À lire aussi : La Safer AuRA présente sa feuille de route 2018-2028

Globalement, la question de la reprise n’est donc pas à la hauteur de l’enjeu du renouvellement des générations. Pour le professeur de Vet Agro Sup la raison se trouve, certes, dans le problème de l’attractivité du métier mais aussi dans la crise de la filiation qui émerge aujourd’hui : 

« l’installation ne s’inscrit plus désormais dans un processus de transmission-installation dans un cadre familial vers un fils désigné. L’objectif de l’agriculteur en place n’est plus de perpétuer l’espèce ».

Évaluer son exploitation agricole avant le départ à la retraite

Philippe Jeanneaux évoque également la notion de l’évaluation de la valeur d’une exploitation. Un point « sensible » sur lequel les avis divergent selon que l’on se base sur la valeur patrimoniale de l’entreprise agricole ou sur la valeur économique incluant les valeurs d’investissement (ou rentabilité) et de remboursement (ou de reprenabilité). Le critère économique de reprenabilité est essentiel pour la transmission mais parfois difficile à faire entendre au cédant...

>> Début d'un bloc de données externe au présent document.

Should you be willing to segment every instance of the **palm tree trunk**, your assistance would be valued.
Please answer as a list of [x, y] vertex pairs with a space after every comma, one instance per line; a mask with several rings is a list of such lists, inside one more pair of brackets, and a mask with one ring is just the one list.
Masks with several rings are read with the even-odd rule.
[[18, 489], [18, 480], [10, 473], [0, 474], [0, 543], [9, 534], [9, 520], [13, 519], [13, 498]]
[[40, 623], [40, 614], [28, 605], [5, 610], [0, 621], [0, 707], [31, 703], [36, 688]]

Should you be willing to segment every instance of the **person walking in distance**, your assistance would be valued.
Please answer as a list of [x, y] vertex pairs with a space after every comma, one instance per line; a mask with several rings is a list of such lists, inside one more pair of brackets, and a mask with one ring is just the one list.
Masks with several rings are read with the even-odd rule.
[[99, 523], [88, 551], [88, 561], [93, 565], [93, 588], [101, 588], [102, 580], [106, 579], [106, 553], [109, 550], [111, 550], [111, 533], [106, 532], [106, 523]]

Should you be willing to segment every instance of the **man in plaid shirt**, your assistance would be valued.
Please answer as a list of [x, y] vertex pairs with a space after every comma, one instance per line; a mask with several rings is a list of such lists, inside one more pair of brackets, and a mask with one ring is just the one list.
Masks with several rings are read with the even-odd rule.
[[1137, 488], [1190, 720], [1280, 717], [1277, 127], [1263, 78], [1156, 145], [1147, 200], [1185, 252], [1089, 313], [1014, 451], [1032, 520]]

« Chaque cas est particulier et demande une expertise particulière» indique l'enseignant. Mais pour lui une chose est sûre « on ne peut pas distinguer le revenu et le patrimoine dans l’évaluation d’une exploitation agricole, les deux doivent être intégrés ».

La répartition de la richesse produite entre rémunération du travail et investissement est également un élément important dans l’évaluation de la valeur de l’exploitation. « Globalement les agriculteurs prélèvent 50% de l’EBE pour se rémunérer et 50% pour investir » explique l’enseignant. 

À titre d’exemples (1), sur une période de 18 ans, les prélèvements privés en bovins lait et viande s’élèvent à 45% et les investissements cumulés à 54%. En grandes cultures le dispatch est 47% de prélèvements pour se rémunérer et 52% d’investissement. En ovins-caprins c’est 48% de prélèvements privés et 49% d’investissements.

Quel est le coût de la reprise d'une exploitation agricole pour l'agriculteur ?

La transmission aujourd’hui s’organise dans une diversité de profils des installés (âge, genre, cadre familial, formation, productions). 

« Les installations inférieures à 40 ans sont une affaire d’homme alors qu’au-delà de 40 ans cela devient une affaire de femme » indique le professeur.

Face aux nouveaux profils qui émergent, sur des productions moins classiques, le coût de la reprise n’est, bien évidemment, pas le même. En moyenne dans le Puy-de-Dôme, le coût d’installation est de 282 000€ dont 80 000 € de reprise et 202 000€ d’investissements post-installation. Dans cet exemple, le foncier représente 5% (soit 7 000 €) ; « le foncier n’est pas un frein à l’installation c’est son accessibilité qui peut le devenir » précise le professeur. 

À lire aussi : Dispositif AJIS : la Safer prend en charge une partie des frais de notaire des jeunes installés

Il conclut en expliquant que « l’accompagnement des futurs exploitants doit être multidimensionnel : politique d’installation et marché du travail, politiques sociales, politique de la famille, politique fiscale et patrimoniale, politique sur le droit des sociétés ». Quant aux cédants, ils ont besoin « d’un accompagnement adapté et ambitieux ». 

(1) Base de comptabilité CERFRANCE Alliance Massif central (2001 à 2018).